Coal is Indonesia’s single largest export commodity after palm oil. Higher prices for the two helped the country maintain a trade surplus last year, after years of deficit before the coronavirus pandemic.

“The recent spike in coal prices will boost the export earnings of Indonesian coal miners,” said Maisam Hasnain, a vice president and senior analyst at Moody’s Investors Service. But he added that miners’ export volumes “and ultimately earnings growth potential will be constrained” by the DMO policy and the price cap on sales to domestic electric utilities.

Bad weather is another challenge. The La Nina weather phenomenon, caused by the cooling of the Pacific Ocean, has been holding back output in Indonesia and other coal producers such as Australia.

Dileep Srivastava, director and corporate secretary at Indonesia’s largest coal producer by volume, Bumi Resources, said rains have slowed its output since December. Forecasters suggest La Nina could continue for at least several more months, preventing Bumi from increasing its supply over the short term despite a goal of raising production by 10% to at least 85 million tons this year.

Srivastava said there were other factors beyond wet weather and the Russia-Ukraine conflict that were driving prices. Increasing global energy demand has pulled up prices for competing fuels such as oil and gas, while renewables have not grown fast enough to make up for shortfalls. These factors “could all contribute to keeping coal prices elevated — and serve to benefit local producers, including Bumi”, he said.

European countries will find Colombia and South Africa “in the better position” to supply them directly, said the Indonesian Coal Mining Association’s Sinadia, since the cost of shipping hurts Indonesian miners’ competitiveness in the Atlantic market.

But prices are up all over the world — and not just for coal. Other top Indonesian exports including palm oil and nickel have also hit new heights recently as the invasion of Ukraine and sanctions on Russia roil commodity markets.

Russia is the world’s No. 3 producer of nickel after Indonesia and the Philippines. The Indonesian government’s export ban on nickel ores since January 2020 — part of its downstream push — prevents local nickel miners taking advantage of the high prices, but shares of top producers like Aneka Tambang and Vale Indonesia have soared in the past two weeks.

Moody’s Analytics noted that prices of edible vegetable oil have soared as well, as Ukraine exported over 45% of the world’s sunflower oil in 2019 and Russia 23%. But again, producers in Indonesia, which supplies half the world’s palm oil, won’t be able to take maximum advantage. The government introduced a separate DMO for the palm oil sector in January amid a cooking oil crisis.

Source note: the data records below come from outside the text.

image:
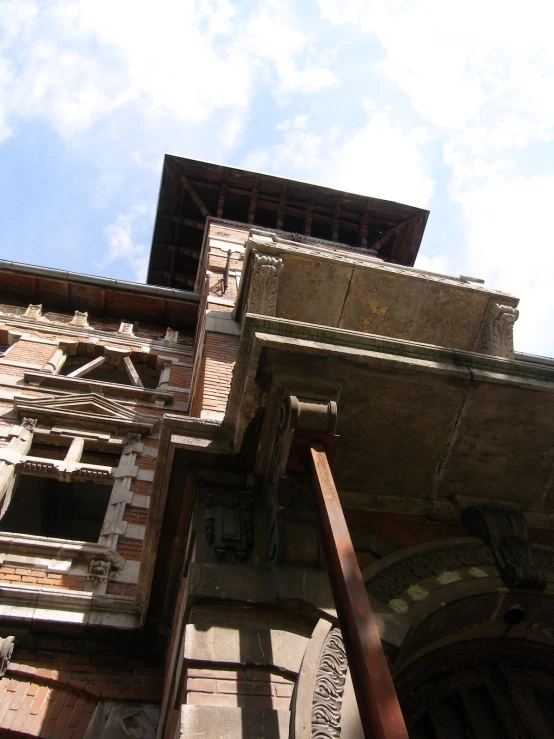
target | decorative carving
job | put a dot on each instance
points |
(29, 424)
(33, 311)
(294, 414)
(394, 580)
(91, 473)
(263, 287)
(171, 335)
(126, 328)
(497, 335)
(79, 319)
(98, 571)
(506, 532)
(329, 688)
(6, 651)
(84, 409)
(228, 522)
(36, 466)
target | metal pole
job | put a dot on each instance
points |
(377, 701)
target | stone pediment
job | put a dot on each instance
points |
(87, 409)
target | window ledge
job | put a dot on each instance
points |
(59, 548)
(74, 384)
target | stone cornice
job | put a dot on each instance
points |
(76, 384)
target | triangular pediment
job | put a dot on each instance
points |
(86, 409)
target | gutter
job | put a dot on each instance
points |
(167, 293)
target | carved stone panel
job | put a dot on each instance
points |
(263, 287)
(497, 334)
(228, 523)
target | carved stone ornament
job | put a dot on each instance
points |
(126, 328)
(506, 533)
(263, 287)
(329, 688)
(6, 651)
(228, 523)
(80, 319)
(171, 335)
(33, 311)
(294, 414)
(395, 579)
(29, 424)
(98, 571)
(497, 335)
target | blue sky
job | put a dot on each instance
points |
(443, 105)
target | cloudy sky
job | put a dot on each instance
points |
(443, 105)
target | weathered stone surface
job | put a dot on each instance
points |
(258, 646)
(233, 723)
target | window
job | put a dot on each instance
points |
(63, 487)
(43, 506)
(119, 368)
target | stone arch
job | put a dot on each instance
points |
(415, 594)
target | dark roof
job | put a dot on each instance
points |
(192, 191)
(101, 297)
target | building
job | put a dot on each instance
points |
(164, 534)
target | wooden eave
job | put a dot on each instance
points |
(101, 298)
(193, 191)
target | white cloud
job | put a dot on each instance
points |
(384, 160)
(481, 76)
(122, 242)
(380, 159)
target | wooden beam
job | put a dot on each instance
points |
(281, 208)
(253, 199)
(180, 250)
(336, 223)
(221, 201)
(197, 200)
(183, 221)
(131, 372)
(377, 700)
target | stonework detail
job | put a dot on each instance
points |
(171, 335)
(263, 288)
(6, 651)
(98, 571)
(33, 311)
(126, 328)
(329, 688)
(506, 532)
(394, 580)
(228, 523)
(79, 319)
(497, 334)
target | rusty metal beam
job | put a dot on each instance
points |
(377, 701)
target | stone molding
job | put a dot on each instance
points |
(328, 690)
(497, 333)
(262, 298)
(52, 383)
(85, 409)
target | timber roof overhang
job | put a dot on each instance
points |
(102, 297)
(193, 191)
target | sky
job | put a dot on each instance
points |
(447, 106)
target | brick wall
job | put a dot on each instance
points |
(220, 356)
(251, 687)
(36, 700)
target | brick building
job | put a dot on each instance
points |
(172, 562)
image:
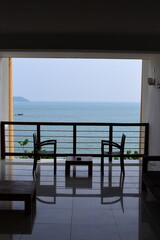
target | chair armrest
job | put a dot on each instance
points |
(147, 159)
(110, 143)
(48, 142)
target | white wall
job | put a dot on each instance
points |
(151, 103)
(4, 93)
(4, 97)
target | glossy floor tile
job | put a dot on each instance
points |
(80, 207)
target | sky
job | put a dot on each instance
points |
(87, 80)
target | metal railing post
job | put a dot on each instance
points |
(110, 139)
(74, 139)
(146, 139)
(38, 134)
(2, 140)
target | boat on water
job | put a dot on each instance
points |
(19, 114)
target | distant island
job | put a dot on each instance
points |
(20, 99)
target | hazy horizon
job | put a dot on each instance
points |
(77, 80)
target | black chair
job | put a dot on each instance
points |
(111, 153)
(39, 152)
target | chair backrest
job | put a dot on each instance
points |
(35, 143)
(123, 142)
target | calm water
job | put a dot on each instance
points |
(77, 112)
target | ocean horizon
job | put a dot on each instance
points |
(40, 111)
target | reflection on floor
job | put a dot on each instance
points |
(79, 207)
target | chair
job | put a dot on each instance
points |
(151, 175)
(111, 153)
(39, 152)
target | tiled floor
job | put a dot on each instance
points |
(78, 207)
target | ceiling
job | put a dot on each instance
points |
(80, 25)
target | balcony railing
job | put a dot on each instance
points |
(83, 139)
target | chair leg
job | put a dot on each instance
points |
(102, 165)
(122, 165)
(34, 165)
(55, 165)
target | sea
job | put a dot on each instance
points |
(86, 112)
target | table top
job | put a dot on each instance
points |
(79, 158)
(16, 187)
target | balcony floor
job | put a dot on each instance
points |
(78, 207)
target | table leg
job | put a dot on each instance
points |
(90, 169)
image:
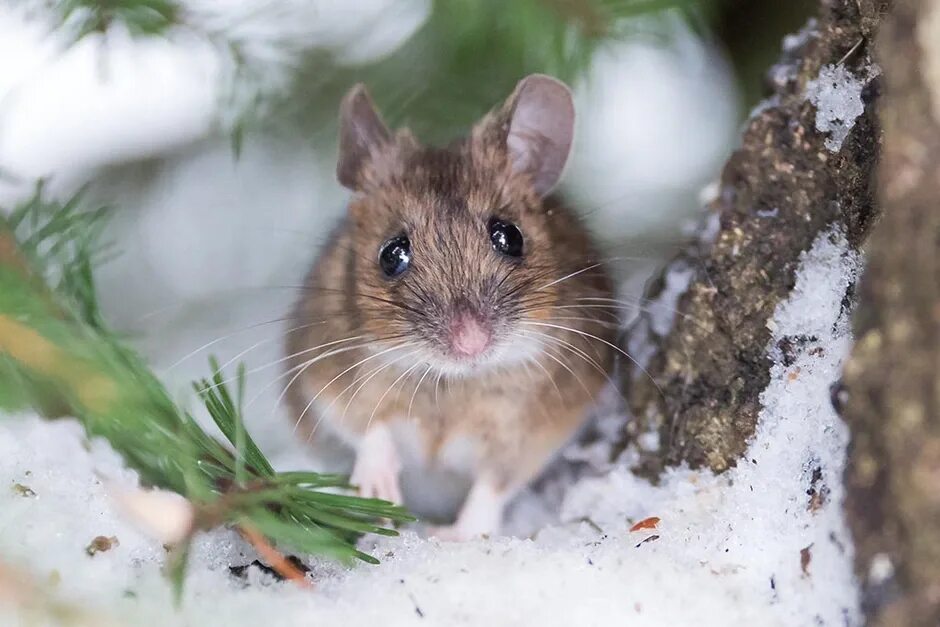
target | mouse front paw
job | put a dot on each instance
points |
(377, 467)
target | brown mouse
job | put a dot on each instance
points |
(456, 319)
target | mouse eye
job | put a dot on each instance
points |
(505, 237)
(395, 256)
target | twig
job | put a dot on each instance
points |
(272, 556)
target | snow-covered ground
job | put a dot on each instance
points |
(209, 244)
(764, 543)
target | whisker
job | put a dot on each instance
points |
(602, 340)
(415, 393)
(391, 387)
(344, 372)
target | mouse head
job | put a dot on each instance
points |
(456, 249)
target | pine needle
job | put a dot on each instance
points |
(58, 357)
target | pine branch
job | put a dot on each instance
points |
(139, 17)
(58, 356)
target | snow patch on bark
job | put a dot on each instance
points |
(764, 543)
(837, 95)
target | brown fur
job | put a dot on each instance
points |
(517, 415)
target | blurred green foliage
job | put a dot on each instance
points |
(469, 55)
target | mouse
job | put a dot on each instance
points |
(457, 320)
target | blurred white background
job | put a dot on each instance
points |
(212, 239)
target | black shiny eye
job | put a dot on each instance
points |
(506, 237)
(395, 256)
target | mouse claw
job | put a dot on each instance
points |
(377, 467)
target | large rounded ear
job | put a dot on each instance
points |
(541, 129)
(362, 137)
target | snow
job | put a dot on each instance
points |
(837, 95)
(751, 546)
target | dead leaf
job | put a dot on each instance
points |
(646, 523)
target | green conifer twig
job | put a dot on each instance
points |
(58, 356)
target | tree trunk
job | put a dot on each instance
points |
(892, 379)
(699, 376)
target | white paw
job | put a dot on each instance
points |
(377, 466)
(481, 514)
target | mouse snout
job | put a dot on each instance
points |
(469, 335)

S&P Global Ratings in a note last week put Indonesia on a list of beneficiaries from the commodities price surge, marking it out as a net energy exporter along with Malaysia and Australia. The biggest net energy importers relative to gross domestic product are India, the Philippines, South Korea, Taiwan and Thailand, S&P said.

“The fast-moving events of the Russia-Ukraine conflict,” the S&P analysts wrote, “are splitting Asia according to the energy haves and have-nots, havens and non-havens.”